有明海に臨む多良岳山麓に位置する鹿島は佐賀藩鍋島家三支藩のひとつ鹿島藩の城下町でした。佐賀藩初代藩主鍋島直茂の二男鍋島忠義が2万石を分知され成立します。とはいってもお家問題でしかたなく分家しただけの小藩で石高は本家の内高。
当然独立支藩でなく名目上の支藩であり、領内の自治権以外のほとんどは何の権限もありませんでした。鹿島藩は水面下の工作で幕府から朱印状を交付され形式上は参勤交代を行う独立した大名となりますが、これによって他の支藩を巻き込んだ、本藩との重大なる確執を生むことになります。
宗藩である佐賀藩は「三家格式」を施行、鹿島藩を含めた支藩は親戚から家臣へと格下げされた上に本藩の介入が一層激しくなります。
鍋島正茂の時に宗藩は強引に宗家の養子を強要。とうとう耐えきれなくなった藩主正茂は大名の身分を捨て、逃げ出す始末。下総(千葉県)で旗本の生活を送ります。
以後鹿島藩は完全に本藩の統制下に入ります。
鹿島藩の藩庁(陣屋)は当初、下流の常広(現・北鹿島小学校)にありましたが、度重なる水害の為、現在の高津原(現・鹿島高校)の場所へ移転しました。
現在、赤門・大手門・庭園及など鹿島陣屋の遺構が残り、その周辺には武家屋敷が 立ち並んでいます。

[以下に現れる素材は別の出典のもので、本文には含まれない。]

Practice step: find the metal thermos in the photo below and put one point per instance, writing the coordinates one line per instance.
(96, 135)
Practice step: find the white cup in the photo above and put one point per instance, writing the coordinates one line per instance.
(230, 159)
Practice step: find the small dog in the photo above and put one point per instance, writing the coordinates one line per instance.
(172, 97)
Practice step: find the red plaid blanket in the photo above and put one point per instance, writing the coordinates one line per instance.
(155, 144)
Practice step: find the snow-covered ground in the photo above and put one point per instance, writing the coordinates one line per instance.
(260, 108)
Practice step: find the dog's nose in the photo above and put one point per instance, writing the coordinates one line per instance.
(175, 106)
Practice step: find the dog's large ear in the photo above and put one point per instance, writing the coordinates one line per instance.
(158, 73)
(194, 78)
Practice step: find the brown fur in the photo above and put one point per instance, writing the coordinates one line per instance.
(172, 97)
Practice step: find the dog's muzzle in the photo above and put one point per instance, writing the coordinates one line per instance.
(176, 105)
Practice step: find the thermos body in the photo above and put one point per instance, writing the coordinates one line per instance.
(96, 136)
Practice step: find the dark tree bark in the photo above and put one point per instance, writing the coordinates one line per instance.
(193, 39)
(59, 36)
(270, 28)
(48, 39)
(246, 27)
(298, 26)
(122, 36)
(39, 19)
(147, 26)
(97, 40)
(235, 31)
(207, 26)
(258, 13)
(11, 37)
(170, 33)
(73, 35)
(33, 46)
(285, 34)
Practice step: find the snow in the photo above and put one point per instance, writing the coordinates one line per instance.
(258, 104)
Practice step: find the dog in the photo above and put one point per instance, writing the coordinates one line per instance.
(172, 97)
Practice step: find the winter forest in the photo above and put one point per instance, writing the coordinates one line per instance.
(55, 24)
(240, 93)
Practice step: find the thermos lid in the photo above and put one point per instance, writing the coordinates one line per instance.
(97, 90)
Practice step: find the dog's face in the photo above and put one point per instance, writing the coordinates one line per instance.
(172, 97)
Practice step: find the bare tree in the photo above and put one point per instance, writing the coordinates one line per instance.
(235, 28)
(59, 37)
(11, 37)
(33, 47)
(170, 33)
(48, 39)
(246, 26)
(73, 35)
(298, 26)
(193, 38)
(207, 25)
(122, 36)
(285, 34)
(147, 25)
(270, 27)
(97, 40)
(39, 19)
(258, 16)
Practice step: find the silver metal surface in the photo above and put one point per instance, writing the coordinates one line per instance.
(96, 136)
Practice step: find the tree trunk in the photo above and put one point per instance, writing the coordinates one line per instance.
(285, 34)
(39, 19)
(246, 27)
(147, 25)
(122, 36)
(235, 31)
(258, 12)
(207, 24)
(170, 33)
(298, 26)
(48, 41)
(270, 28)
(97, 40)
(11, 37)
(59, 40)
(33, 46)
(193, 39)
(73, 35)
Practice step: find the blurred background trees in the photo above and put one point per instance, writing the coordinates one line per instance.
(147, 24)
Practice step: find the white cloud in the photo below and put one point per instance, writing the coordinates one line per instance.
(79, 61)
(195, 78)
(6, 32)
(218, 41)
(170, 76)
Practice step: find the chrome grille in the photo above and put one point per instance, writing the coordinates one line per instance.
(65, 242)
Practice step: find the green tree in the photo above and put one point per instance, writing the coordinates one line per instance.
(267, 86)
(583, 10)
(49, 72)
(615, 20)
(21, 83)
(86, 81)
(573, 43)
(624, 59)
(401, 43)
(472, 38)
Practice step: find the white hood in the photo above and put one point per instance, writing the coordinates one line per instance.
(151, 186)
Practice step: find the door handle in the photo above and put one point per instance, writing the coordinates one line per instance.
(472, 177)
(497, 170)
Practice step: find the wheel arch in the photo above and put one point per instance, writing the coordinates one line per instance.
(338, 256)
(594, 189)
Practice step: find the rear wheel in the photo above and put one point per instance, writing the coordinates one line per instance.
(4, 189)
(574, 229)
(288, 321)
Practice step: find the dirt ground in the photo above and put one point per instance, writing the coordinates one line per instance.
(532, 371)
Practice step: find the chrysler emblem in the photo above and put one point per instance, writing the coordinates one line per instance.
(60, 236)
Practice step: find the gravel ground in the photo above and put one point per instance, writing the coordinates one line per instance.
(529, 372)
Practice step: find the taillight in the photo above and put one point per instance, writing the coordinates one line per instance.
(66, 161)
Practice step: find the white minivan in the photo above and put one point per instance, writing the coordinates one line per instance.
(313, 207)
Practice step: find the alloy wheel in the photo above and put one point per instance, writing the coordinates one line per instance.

干拓によって有明海沿岸に広がる農村地帯の重ノ木地区には”くど造り”の茅葺き民家が数多く見られます。くど造りとは藩政時代に家の骨組みとなる木材の長さが、約2間(3.6m)に制限されていた為、部屋数を増やす方法として上か見ると「コ」の字状に発展していった造りのもので、佐賀県に見られる独特の形式です。
正面から見ると寄せ棟の様に見えますが、裏手に回ると2棟が結合した造りであることが分かります。これにさらに一列加えた「ロ」の字型の”じょうご造り”という形のものも存在します。
JR肥前鹿島駅の南側に見える、とんがり屋根の建物は「寿福院」というお寺で、全国的に珍しい方形(ほうぎょ)造り茅葺き屋根のお寺です。